The central evangelical claim about God's character is faithfulness — the quality of being the same yesterday, today, and forever (Hebrews 13:8). Lamentations 3:22-23, written by Jeremiah sitting in the rubble of Jerusalem: 'Because of the Lord's great love we are not consumed, for his compassions never fail. They are new every morning; great is your faithfulness.' Every morning. Not just in the good years. Billy Graham used the hymn built on this verse at every crusade he ever held. David returns to the Rock metaphor constantly: 'The Lord is my rock, my fortress and my deliverer; my God is my rock, in whom I take refuge' (Psalm 18:2). The evangelical trust is not in circumstances being favorable but in the character of the one who governs circumstances. I can call You faithful, Savior / There is only One. The rock does not shift with the weather.
Although He was a Son, He learned obedience through what He suffered. And His completed experience making Him perfectly equipped, He became the Author and Source of eternal salvation to all those who give heed and obey Him (Hebrews 5:8-9). James calls it joy: 'Consider it pure joy, my brothers and sisters, whenever you face trials of many kinds, because you know that the testing of your faith produces perseverance. Let perseverance finish its work so that you may be mature and complete — teleios — not lacking anything' (James 1:2-4). The same word Hebrews uses for Jesus: perfected through suffering. Paul confirms: 'Suffering produces perseverance; perseverance, character; and character, hope' (Romans 5:3-4). The theodicy verse that runs through every testimony: 'We know that in all things God works for the good of those who love him' (Romans 8:28). Not all things are good. All things work together. My pain wasn't in vain.

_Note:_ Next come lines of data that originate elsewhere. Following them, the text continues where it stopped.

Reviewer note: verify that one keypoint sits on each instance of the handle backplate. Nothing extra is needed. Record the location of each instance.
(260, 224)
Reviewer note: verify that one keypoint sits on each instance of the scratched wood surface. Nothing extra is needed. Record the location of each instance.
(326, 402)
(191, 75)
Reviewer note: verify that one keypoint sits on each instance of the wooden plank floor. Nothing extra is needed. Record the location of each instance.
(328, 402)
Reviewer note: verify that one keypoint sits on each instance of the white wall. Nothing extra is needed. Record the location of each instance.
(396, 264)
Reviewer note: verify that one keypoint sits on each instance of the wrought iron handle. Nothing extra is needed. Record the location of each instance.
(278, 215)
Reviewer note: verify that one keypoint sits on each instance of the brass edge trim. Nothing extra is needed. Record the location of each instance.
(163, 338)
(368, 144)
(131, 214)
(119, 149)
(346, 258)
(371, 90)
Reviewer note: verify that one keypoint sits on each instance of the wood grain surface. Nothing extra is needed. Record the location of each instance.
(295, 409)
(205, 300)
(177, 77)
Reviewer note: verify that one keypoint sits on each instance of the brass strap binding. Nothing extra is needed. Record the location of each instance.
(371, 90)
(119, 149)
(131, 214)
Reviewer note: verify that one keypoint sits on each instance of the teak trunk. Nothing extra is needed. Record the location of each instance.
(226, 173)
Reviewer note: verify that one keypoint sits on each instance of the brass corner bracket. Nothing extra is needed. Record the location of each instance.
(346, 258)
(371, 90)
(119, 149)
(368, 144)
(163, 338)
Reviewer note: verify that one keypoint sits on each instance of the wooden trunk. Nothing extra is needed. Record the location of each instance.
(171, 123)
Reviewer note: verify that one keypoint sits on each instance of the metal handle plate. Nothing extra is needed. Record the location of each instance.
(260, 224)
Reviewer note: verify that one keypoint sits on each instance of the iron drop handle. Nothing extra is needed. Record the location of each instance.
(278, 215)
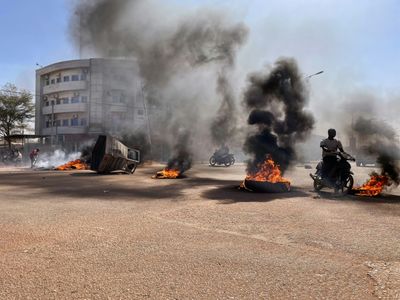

The central announcement of Jesus's ministry: 'Repent, for the kingdom of heaven has come near' (Matthew 4:17). Not a location but a condition — the reign of God breaking into the present order. The directive for how to live in it: 'Seek first his kingdom and his righteousness, and all these things will be given to you as well' (Matthew 6:33). Jesus said it was already present: 'The kingdom of God is in your midst' (Luke 17:21). The theologians call it 'already and not yet': the Kingdom arrived with Jesus, is present wherever his followers live its values, but is not yet complete. The Lord's Prayer is its liturgy: 'Your kingdom come, your will be done, on earth as it is in heaven.' The Beatitudes are its constitution. It is the world as God intends it — no more death, no more mourning, no more crying, no more pain (Revelation 21:4). Some of it is already here. All of it is coming.